Late last year Yelp open-sourced their Python and Apache Kafka-based data pipeline client library that provides an interface to publish and consume data pipeline topics. The earlier discussion covers Yelp’s data pipeline components and challenges with data integration coming from distributed services, namely the N+1 problem and Metcalfe’s Law.
On motivation and justification for the data pipeline, of which the client library is just the latest component to be released, Yelp reports saving itself $10M US dollars a year by cutting over to the new data pipeline. Yelp’s vice president of engineering Jason Fennel noted:
The impetus for us was that we were looking at our data warehouse. We stuff all our data together, and business and strategy folks can make data-driven decisions about sales, strategy or product strategy. That process used to be extraordinarily manual. For every table in our MySQL, an engineer would have to do work to get it out to that data warehouse. It was from several days to a couple weeks of work… We started by looking at our data warehouse. It would take 10 to 15 years of work to get all our data there, and we needed it there sooner. Even with the amount of time and effort we put into this pipeline, we think we saved $10 million in terms of lower engineering costs by building this system. Once we connected up Salesforce, that starts to push that number up.
Services consume from the pipeline via the client library, and at Yelp feed into targets like Salesforce, RedShift and Marketo. The library reportedly handles Kafka topic names, encryption, and consumer partitioning. Centralizing service communications through a message broker while enforcing immutable schema versioning helps protect downstream consumers and is also a primary motivation behind the broader data pipeline initiative.
For example, physical changes or business-logic laden data from an upstream MySql database backing a service can be streamed to Kafka by publishing messages with Yelp’s MySql streamer. The Schematizer and the data pipeline client register the topic’s schema, its data types and format, and envelops messages in relevant metadata and versioning for downstream consumption. The metadata wrapper guarantees consistency between messages of varying payload types and kafka topics, but the payload contents themselves can be used for change data capture and take advantage of Kafka streaming and log compression for downstream updates.

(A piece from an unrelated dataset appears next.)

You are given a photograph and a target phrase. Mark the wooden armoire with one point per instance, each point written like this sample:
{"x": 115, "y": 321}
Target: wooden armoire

The new pipeline led to drastic improvements in end-to-end time between upstream changes and data warehouse updates. Fennell noted:
We managed to make a process that could take as long as three weeks to get data, down to a few seconds… We can start plugging in other sorts of things. It’s not just Salesforce, but also Redshift that a lot of our business strategy folks use. As we hook up other things like MySQL so logs are coming into our data pipeline, Kafka forms this central routing layer for us, which means each additional source we add gets multiplicative influence.